En mi triste Alcalá he visto convertirse la calle de las Flores en calle de
Navarro y Ledesma; la de Libreros en general Allende Salazar; la de
Roma, nada menos, en general Fernández Silvestre… (Consúltese el
Anuario Militar). Conviene perfectamente a la inconsciente sorna e
impensada ironía de los alcalinos, el que al advenir de la República diesen
el nombre de Plaza de la Libertad a la antigua glorieta de San Bernardo,
tan gustada por mí, y que es una plazuela cerrada en tres de sus caras
por la cárcel, un convento y el archivo. Ahora con motivo de la guerra y la
revolución, se han visto ocurrencias divertidas, dentro del afán de
rebautizar las calles.
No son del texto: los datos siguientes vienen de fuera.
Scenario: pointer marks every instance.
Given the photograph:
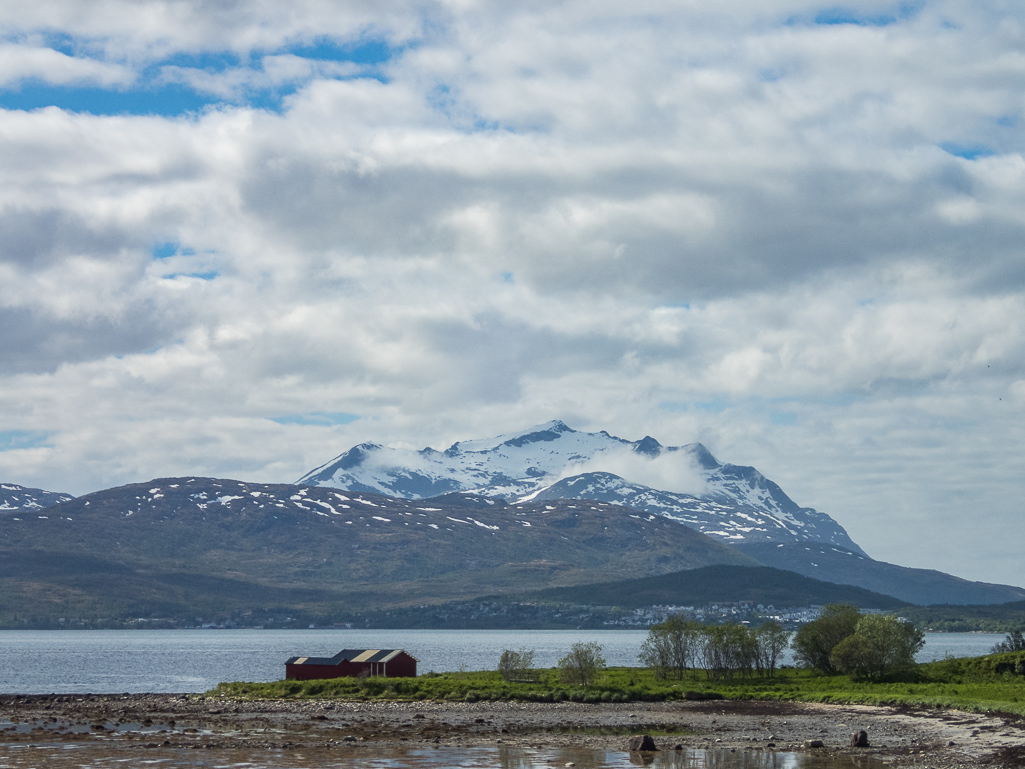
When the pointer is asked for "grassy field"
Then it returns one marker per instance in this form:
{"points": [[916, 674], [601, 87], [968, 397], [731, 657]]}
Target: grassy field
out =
{"points": [[995, 682]]}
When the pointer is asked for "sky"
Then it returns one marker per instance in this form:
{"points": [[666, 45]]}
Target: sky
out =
{"points": [[238, 238]]}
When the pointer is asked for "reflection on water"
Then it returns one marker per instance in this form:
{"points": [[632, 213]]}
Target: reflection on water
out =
{"points": [[55, 756]]}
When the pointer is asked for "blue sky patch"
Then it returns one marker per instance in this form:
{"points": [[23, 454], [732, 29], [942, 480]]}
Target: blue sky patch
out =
{"points": [[166, 250], [318, 418], [969, 152], [167, 100], [12, 440], [851, 15], [370, 52], [782, 418], [154, 94]]}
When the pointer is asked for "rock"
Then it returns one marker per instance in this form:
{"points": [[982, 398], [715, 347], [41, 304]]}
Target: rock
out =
{"points": [[642, 742]]}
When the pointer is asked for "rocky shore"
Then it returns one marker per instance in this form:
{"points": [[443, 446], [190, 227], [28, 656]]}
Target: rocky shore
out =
{"points": [[154, 724]]}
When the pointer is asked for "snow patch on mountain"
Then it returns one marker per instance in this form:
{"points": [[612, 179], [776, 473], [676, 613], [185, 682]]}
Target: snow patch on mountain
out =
{"points": [[551, 460], [15, 498]]}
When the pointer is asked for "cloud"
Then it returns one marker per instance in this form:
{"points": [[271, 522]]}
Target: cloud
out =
{"points": [[796, 242], [668, 472], [19, 63]]}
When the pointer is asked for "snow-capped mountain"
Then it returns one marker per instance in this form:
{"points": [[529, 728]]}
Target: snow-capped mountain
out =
{"points": [[552, 461], [715, 514], [14, 498]]}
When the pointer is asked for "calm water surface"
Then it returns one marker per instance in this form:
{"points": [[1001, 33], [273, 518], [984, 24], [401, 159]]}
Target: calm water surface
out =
{"points": [[57, 757], [114, 661]]}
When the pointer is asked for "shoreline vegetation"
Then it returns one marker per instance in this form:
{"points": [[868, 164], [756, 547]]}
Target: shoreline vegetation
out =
{"points": [[848, 658], [993, 683]]}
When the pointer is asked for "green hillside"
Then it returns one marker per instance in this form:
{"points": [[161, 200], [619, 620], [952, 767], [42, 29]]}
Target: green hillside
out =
{"points": [[183, 548], [760, 584]]}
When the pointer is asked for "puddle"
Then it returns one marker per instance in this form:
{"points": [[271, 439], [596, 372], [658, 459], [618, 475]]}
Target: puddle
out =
{"points": [[88, 757]]}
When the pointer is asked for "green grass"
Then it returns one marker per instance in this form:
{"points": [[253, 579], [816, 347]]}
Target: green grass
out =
{"points": [[994, 682]]}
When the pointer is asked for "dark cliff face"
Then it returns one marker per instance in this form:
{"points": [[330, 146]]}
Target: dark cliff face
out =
{"points": [[844, 566]]}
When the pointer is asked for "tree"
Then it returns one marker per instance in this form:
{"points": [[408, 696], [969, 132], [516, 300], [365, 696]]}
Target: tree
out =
{"points": [[728, 649], [517, 665], [670, 647], [582, 664], [1014, 642], [815, 641], [880, 646], [772, 641]]}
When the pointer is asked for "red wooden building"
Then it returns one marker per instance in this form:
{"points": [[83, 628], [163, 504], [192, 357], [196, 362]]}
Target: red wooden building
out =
{"points": [[388, 662]]}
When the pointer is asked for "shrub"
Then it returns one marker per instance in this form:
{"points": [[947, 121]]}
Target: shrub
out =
{"points": [[582, 664], [517, 665], [1014, 642], [814, 642], [670, 647], [880, 646]]}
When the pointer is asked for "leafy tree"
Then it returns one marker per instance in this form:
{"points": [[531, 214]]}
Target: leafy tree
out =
{"points": [[1014, 642], [880, 646], [582, 664], [815, 641], [517, 665], [729, 649], [771, 641], [670, 647]]}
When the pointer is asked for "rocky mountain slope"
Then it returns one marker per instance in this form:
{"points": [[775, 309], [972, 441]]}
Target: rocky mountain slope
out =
{"points": [[14, 498], [171, 544], [552, 461], [921, 587]]}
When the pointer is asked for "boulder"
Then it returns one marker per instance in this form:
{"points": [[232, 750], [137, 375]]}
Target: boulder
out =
{"points": [[642, 742], [859, 739]]}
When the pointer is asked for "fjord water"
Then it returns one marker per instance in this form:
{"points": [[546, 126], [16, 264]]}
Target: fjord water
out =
{"points": [[137, 661], [82, 757]]}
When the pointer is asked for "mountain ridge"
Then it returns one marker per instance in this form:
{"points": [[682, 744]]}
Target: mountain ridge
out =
{"points": [[729, 501]]}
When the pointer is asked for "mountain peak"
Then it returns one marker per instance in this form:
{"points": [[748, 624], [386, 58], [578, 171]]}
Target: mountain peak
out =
{"points": [[551, 460], [548, 431]]}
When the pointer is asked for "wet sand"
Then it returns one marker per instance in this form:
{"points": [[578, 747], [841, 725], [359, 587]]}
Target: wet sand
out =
{"points": [[145, 725]]}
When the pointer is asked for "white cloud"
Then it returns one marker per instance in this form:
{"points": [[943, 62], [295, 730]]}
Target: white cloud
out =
{"points": [[669, 471], [728, 225], [19, 62]]}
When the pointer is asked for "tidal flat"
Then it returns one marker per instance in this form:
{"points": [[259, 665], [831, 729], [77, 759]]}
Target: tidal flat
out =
{"points": [[59, 731]]}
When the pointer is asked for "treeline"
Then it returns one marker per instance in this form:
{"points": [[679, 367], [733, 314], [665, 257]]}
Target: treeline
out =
{"points": [[678, 645], [866, 647]]}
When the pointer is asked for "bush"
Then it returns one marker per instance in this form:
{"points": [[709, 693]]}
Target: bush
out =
{"points": [[814, 642], [879, 647], [582, 664], [670, 647], [1014, 642], [771, 641], [517, 665]]}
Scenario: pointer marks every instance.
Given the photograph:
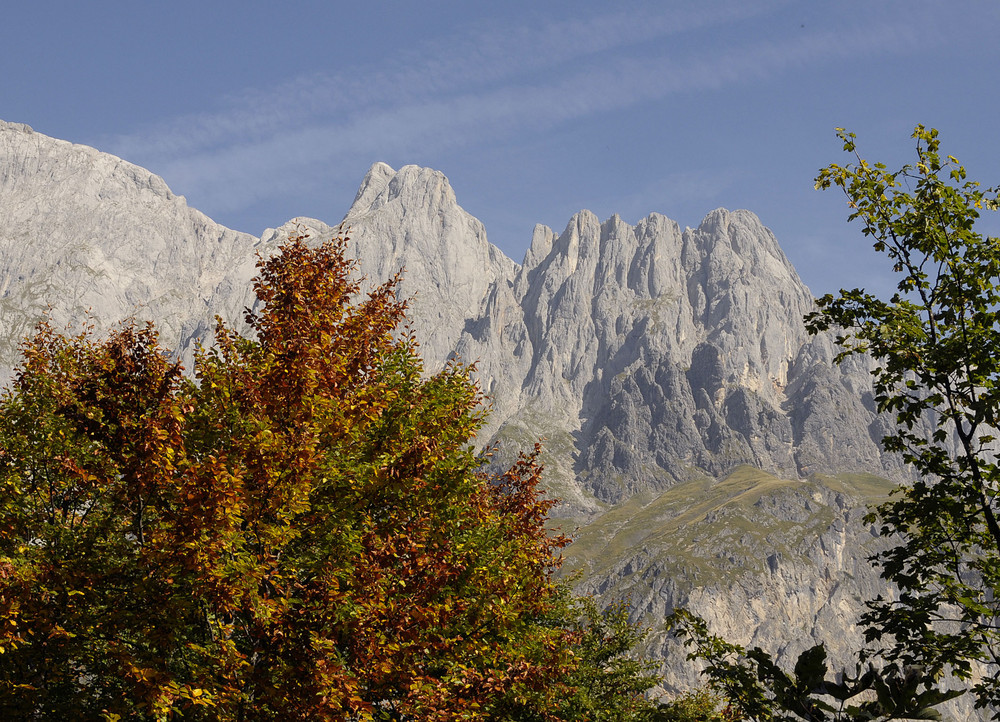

La de Alcalá-Zamora, antes de Alfonso XII, en
Madrid, se llama «de la Reforma Agraria». En Valencia ha aparecido una
«Plaza de los Derechos del Niño». Y en la antigua de la Lealtad, después
de Antonio Maura, también de Madrid, se llama «calle de las Milicias de
Retaguardia de las Juventudes Socialistas Unificadas». En Madrid tenían
calles propias la Santísima Trinidad, el Divino Pastor, el Amor de Dios
etcétera, sin contar las que derivaban su nombre de la vecindad de alguna
iglesia o convento; pero este motivo, puramente local es cosa distinta. La
manía es común a todas las banderías políticas. Si los rebeldes tomasen
Madrid, veríamos probablemente a la calle del Barquillo, la del Arenal o la
de Carretas cambiar su nombre típico por el de algún general cargado de
laureles. En el siglo pasado, los progresistas impusieron a la calle de
Alcalá el nombre del general Espartero. Después nos hemos contentado
con mantener en esa calle la imagen broncínea del caudillo liberal. Si los
italianos acaban por triunfar, quizás se la lleven a Roma, como trofeo,
para juntarla al león de Judá, que sacaron de Adís Abeba.

Manuel Azaña Cuaderno de La Pobleta 1937, Memorias políticas y de Guerra.